Mitigating Source and Detection Noises in Auto-correlative Weak-Value Amplification
Xiang-Yun Hu, Jing-Hui Huang, Fei-Fan He, Guang-Jun Wang, Adetunmise C. Dada
公開日: 2022/9/26
Abstract
Weak-value amplification (WVA) is a post-selection-based technique that amplifies weak physical signals by preparing nearly orthogonal pre- and post-selected quantum states. It is intrinsically limited by various kinds of technical noise, which distorts amplified weak values, especially when discarding photons in post-selection. While prior work established the efficacy of auto-correlative weak-value amplification (AWVA) under Gaussian noise, practical implementations face challenges from band-limited laser-source noise and detection noise. Here, we demonstrate that the AWVA protocol robustly suppresses both laser-power fluctuations and detection noise.
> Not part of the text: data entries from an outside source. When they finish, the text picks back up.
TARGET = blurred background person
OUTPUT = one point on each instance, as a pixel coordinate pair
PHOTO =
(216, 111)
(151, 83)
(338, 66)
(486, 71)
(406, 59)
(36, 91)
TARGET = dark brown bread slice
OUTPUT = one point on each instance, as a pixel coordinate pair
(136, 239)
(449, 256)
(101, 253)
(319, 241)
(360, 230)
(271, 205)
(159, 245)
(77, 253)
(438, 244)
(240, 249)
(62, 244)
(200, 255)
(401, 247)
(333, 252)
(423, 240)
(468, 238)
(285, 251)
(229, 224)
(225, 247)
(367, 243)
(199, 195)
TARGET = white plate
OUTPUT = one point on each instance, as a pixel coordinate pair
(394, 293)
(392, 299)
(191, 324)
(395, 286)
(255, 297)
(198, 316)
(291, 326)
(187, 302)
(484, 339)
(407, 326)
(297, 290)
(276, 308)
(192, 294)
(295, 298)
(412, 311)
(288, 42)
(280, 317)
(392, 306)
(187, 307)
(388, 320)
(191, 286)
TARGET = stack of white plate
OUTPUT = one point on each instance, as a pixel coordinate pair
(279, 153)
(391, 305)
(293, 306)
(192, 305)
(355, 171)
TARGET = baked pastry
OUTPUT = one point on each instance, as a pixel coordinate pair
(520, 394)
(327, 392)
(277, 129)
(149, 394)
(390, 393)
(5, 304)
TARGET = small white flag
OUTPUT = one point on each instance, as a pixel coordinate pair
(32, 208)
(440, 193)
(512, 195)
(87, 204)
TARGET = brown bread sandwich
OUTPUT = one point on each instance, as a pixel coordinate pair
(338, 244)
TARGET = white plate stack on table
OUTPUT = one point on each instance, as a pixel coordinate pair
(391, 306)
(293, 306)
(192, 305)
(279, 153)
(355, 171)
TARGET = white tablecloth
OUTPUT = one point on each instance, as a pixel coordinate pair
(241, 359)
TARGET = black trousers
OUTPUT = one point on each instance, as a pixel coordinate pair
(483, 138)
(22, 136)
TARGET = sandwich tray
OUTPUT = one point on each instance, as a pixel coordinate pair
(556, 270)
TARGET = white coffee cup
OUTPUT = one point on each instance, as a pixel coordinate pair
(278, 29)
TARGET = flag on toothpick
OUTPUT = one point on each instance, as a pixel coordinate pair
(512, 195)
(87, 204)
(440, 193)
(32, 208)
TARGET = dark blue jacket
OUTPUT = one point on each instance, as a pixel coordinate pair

Numerical experiments in Simulink further reveal AWVA dual advantage. Under high-power conditions, the noise-reduction superiority of AWVA over WVA becomes increasingly pronounced as input laser power increases. In detection-limited regimes, AWVA achieves an order-of-magnitude lower uncertainty, closely approaching the Cramer-Rao bound. This work demonstrates that AWVA improves precision in both high-power laser-noise-dominated and photon-starved regimes, thereby bridging these operating extremes and advancing precision in applications from gravitational-wave detection to hybrid quantum systems.